UN proclaim Sep 28 as the International Day for Universal ATI
Read the full public release by UNESCO here
On 15 October 2019, the 74th UN General Assembly (UNGA) proclaimed 28 September as the International Day for Universal Access to Information.
The resolution was adopted by consensus following a presentation by the Permanent Representative of the Republic of Liberia to the United Nations, Ambassador Dee-Maxwell Saah Kemayah, who led the proposal and negotiations for the resolution.
The resolution was put forward by six UN Member States as main co-sponsors, alongside Liberia were: Argentina, Canada, Costa Rica, Sierra Leone and Ukraine. Another 23 countries joined in co-sponsoring the resolution upon its adoption.
The International Day for Universal Access to Information was initially adopted by UNESCO’s General Conference in 2015. Following the 38 C/Resolution 57, UNESCO marked 28 September as the “International Day for Universal Access to Information” (IDUAI), to raise awareness of the right to seek and receive information an integral part of the right to freedom of expression, and as key to sustainable development.
Since 2016, UNESCO has celebrated the Day and highlighted how the right to access information is an enabler of all Sustainable Development Goals within the 2030 Agenda. In 2019, UNESCO organized a series of ‘Open Talks’ around 20 countries to showcase access to information as a driver for sustainable development.
“Public access to information can enhance the protection of human rights, bring about better governance, including by fighting corruption, and drive sustainable development,” underscored Moez Chakchouk, Assistant-Director General for Communication and Information for UNESCO, during the opening of the international Open Talks global commemoration event held in Lima, Peru on 27 September 2019.
The 2019 UDUAI events were also the occasion to launch a special “in-focus” edition of UNESCO’s World Trends in Freedom of Expression and Media Development, titled “ Access to Information: a new promise for sustainable development “.

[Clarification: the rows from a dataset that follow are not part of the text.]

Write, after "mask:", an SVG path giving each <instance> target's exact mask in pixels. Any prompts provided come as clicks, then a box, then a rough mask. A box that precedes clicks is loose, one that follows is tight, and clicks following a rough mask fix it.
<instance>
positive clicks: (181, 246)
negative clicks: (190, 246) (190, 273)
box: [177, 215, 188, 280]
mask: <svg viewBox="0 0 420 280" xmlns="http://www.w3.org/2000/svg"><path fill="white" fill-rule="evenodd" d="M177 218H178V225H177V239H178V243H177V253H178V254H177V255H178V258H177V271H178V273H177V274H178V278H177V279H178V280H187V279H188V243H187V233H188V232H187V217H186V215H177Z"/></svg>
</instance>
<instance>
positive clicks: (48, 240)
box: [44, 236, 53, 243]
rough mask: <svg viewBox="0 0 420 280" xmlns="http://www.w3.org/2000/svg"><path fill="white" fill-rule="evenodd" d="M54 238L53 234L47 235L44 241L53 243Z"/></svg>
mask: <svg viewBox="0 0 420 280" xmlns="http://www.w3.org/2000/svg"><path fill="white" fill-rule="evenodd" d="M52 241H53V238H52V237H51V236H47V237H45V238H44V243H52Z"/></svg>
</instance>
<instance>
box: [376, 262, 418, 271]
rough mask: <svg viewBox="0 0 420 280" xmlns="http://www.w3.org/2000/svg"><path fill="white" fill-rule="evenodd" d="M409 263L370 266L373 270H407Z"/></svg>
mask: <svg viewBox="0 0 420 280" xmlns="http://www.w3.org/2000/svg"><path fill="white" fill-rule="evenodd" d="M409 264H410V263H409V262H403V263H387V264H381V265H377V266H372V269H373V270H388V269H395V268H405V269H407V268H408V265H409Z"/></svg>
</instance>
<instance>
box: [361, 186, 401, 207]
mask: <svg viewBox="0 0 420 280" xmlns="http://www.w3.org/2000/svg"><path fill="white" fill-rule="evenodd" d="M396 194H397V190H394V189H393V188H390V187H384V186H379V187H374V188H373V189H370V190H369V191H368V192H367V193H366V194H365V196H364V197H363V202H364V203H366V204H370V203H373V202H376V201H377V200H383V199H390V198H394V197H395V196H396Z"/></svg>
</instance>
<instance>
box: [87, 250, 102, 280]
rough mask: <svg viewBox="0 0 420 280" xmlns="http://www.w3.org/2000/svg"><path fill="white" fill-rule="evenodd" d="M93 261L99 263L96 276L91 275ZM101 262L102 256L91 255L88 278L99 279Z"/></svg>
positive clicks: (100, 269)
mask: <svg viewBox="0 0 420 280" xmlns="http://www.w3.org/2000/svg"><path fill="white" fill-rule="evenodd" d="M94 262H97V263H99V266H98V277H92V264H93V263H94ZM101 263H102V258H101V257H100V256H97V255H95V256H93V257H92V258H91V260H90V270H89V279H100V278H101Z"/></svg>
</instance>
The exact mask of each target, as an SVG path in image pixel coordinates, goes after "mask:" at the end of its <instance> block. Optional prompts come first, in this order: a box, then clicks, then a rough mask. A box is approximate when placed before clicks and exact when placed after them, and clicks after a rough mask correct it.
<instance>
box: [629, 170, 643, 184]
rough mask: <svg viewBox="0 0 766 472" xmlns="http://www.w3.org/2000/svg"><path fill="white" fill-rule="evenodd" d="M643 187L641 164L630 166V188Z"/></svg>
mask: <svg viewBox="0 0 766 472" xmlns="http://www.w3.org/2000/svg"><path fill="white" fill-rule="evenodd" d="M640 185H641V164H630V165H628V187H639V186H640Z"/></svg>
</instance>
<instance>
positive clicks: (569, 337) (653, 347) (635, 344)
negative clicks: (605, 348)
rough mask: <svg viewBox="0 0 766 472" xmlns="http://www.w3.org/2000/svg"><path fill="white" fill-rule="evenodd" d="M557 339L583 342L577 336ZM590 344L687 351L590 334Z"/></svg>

The process to establish an international day for access to information began at the 2011 Pan African Conference on Access to Information. The event was organized with support of UNESCO in order to mark the 20th anniversary of the Windhoek Declaration, which in turn had led the UNGA to declare every 3 May as World Press Freedom Day.
A significant step has been taken to make a reality of “public access to information and fundamental freedoms,” one of the specified targets in the Sustainable Development Goals.
Twaweza has been working to ensure that it creates open societies, where citizens can freely access and share information and ideas, and choose their leaders and hold them accountable, which creates a sense of belonging and gives people a stake in public affairs.
We believe that access to information helps citizens to monitor what’s going on, make comparisons and act, they gain a sense of purpose and control; a sense not only that things happen to us, but that we can make things happen.